一方、開発事業費を全額銀行融資でまかないその返済をすべて払込金をもってするという被控訴人らの計画の下では、会員数を少数に維持することは必然的に払込金の額を高額にすることになるから、被控訴人らは、事業遂行のための重要な基盤である資金面についても、会員が少数であることを前提として計画を立て、少数会員制という方針の下に会員に高額の負担を求めることになったというべきである。これを会員の側からすると、高額の払込金を支払うことは、単にゴルフをする(プレイする)ため当該ゴルフ場の施設を利用するについての対価に止まらず、当該ゴルフクラブが少数会員制をもって高級なゴルフ場として維持されることによる利益(前記のような快適な環境、利便性、高度のサービス、品位の維持等)を享受するための対価という特別の負担をすることを意味するということができる。
このようにしてみると、本件契約において会員数を四五〇名に維持すること、すなわち四五〇名という少数会員制をもって本件ゴルフクラブを運営することは、契約の内容となっており、しかも契約の基本的な内容になっていると認めるのが相当である。

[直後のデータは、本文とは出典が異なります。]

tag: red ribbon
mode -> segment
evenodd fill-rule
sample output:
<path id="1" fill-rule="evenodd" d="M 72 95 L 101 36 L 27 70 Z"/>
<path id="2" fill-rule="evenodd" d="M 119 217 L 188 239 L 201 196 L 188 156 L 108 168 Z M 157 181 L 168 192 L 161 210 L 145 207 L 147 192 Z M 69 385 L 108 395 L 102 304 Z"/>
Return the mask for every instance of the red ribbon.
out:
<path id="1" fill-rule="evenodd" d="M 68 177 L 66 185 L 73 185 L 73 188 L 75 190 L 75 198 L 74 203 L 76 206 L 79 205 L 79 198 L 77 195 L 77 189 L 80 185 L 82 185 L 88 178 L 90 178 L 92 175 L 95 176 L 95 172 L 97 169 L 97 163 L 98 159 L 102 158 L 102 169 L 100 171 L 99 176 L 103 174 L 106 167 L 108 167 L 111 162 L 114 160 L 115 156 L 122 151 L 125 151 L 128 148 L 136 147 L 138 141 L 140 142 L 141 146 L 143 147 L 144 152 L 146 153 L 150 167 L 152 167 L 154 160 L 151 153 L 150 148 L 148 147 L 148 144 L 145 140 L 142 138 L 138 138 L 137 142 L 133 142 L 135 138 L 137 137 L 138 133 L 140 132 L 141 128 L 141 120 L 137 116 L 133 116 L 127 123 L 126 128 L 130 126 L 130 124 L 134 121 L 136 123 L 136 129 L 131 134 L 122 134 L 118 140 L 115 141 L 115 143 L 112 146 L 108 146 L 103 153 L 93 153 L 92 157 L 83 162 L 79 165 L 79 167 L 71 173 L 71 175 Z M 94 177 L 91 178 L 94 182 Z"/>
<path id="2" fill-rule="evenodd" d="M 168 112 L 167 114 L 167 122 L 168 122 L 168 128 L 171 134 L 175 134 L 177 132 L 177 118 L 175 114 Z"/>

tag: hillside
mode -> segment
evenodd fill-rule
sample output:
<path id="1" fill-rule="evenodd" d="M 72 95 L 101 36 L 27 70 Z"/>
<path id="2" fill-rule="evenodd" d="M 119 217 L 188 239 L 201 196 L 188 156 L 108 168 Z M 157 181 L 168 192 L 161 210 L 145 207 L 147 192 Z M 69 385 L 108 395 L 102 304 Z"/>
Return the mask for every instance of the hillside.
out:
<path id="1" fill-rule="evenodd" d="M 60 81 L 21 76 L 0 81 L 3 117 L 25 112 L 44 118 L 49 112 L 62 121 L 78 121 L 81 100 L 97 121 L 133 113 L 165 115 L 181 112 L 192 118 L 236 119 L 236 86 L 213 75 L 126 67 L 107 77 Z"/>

三 このような基本的な契約内容を変更して会員の既得の権利に影響を及ぼすことになる場合には、個々の会員の同意を得ることが必要である。前記認定によると、被控訴人らは理事会決議に基づき会則を変更し会員数を増やすことによって、少数会員制という基本的方針を以後維持しないこととし、本件ゴルフクラブを少数会員制をもって運営するという基本的な契約内容を変更することになったのであるから、これにつき個々の会員の同意を得る必要があるというべきである。ところが、控訴人はこれに同意していないから、被控訴人らはなお控訴人に対し右契約内容に従った債務を履行する義務を負っていることになる。しかし被控訴人らにおいて右債務を履行することはできなくなったというべきである。
すなわち、前記のように会員権を分割して会員数が一二〇〇名にまで増加されることになることを承認し決定したこと自体、一般的に四五〇名という少数会員制を維持することを不可能とするものであり、それによって本件ゴルフクラブの基本的特性を失わせることになるのであるから、被控訴人らが右債務を履行することは不可能になった、すなわち履行不能となったというべきである。
《中略》
したがって、被控訴人らは連帯して控訴人に対し入会金五〇〇万円及び預託金五〇〇〇万円の返還義務を負うというべきである。

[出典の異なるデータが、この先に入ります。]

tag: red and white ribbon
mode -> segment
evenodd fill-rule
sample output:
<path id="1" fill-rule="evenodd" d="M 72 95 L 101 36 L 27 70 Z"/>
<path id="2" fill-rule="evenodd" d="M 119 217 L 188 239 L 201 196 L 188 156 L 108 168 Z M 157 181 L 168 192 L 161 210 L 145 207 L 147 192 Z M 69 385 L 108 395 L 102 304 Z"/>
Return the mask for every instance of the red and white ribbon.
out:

そうすると、被控訴人らに対し連帯して右入会金、消費税、預託金の合計五五一五万円及びこれに対する解除の意思表示の翌日である平成七年一二月一日から支払済みまで商事法定利率年六分の割合による遅延損害金の支払を求める控訴人の主位的請求は理由があり、これを認容すべきである。
よって、これと異なる原判決を取り消し、主文のとおり判決する。